You might ask if there is any proof of relevance of this phenomenon for Covid-19. I would offer two things that support it is relevant:

First another quote from the wiki link above: Wells’ insight was widely adopted because of its relevance for the spread of respiratory infections[5] .[4] The efficiency of transmission of specific viruses and bacteria depends both on the types of droplets and droplet nuclei they cause and on their ability to survive in droplets, droplet nuclei and fomites. Diseases such as measles, whose causative viruses remain highly infectious in droplet nuclei, can be spread without personal contact, across a room or through ventilation systems and are said to have airborne transmission. [quantitative] Although later studies demonstrated that the droplet size at which evaporation outpaces falling is smaller than that described by Wells, and the settling time is longer, [qualitative]

his work remains important for understanding the physics of respiratory droplets

Second, consider the effect of relative humidity on virus transmission. The virus transmits much more in low relative humidity than high relative humidity as widely reported including here https://aaqr.org/articles/aaqr-20-06-covid-0302.pdf If you go back to the wiki page on Wells’ curve the first entry under “complicating factors” is relative humidity and you’ll see that indeed it is consistent with more transmission at lower relative humidity. Here is my attempt to explain it: The lower the relative humidity, the faster the droplets evaporatively reduce, the larger the particle that can evaporatively reduce to small droplet (aerosol size) before

reaching the ground, the more concentrated (more virus per particle) are the small droplets that can end up in the air.
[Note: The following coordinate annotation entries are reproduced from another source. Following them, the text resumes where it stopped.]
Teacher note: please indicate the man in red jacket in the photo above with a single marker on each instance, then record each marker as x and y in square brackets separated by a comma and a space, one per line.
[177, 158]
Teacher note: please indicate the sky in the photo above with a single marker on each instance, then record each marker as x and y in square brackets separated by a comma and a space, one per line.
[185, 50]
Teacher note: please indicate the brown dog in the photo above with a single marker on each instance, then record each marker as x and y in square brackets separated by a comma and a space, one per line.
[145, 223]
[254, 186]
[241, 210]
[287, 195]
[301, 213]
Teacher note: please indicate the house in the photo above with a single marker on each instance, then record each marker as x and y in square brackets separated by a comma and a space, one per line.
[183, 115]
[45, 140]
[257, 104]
========= Some other unrelated implications for relative humidity effects on transmission:

We attribute the very high rates of virus transmission in the winter in the northern states to driving people indoors and that is certainly true. BUT the relative humidity may be an additional important factor because relative humidity tends to be lower during winter (both outdoors and indoors where heating lowers it further). If you have an indoor space that you want to protect, then you might consider a humidifier either in addition to an air purifier (for better protection) or in lieu of an air purifier (to save money, although the tradeoff in effectiveness would need to be evaluated).

I haven’t heard anyone else say that this phenomenon #2 is part of explanation for why masks are more effective as source control, but it makes good sense to me as I tried to explain. So take it for what it’s worth.

I limited the post to cloth masks where both factors 1 and 2 apply. For better masks like KN95, factor 1 certainly applies but factor 2 is not as important (KN95 do a better job of stopping droplets across a range of sizes).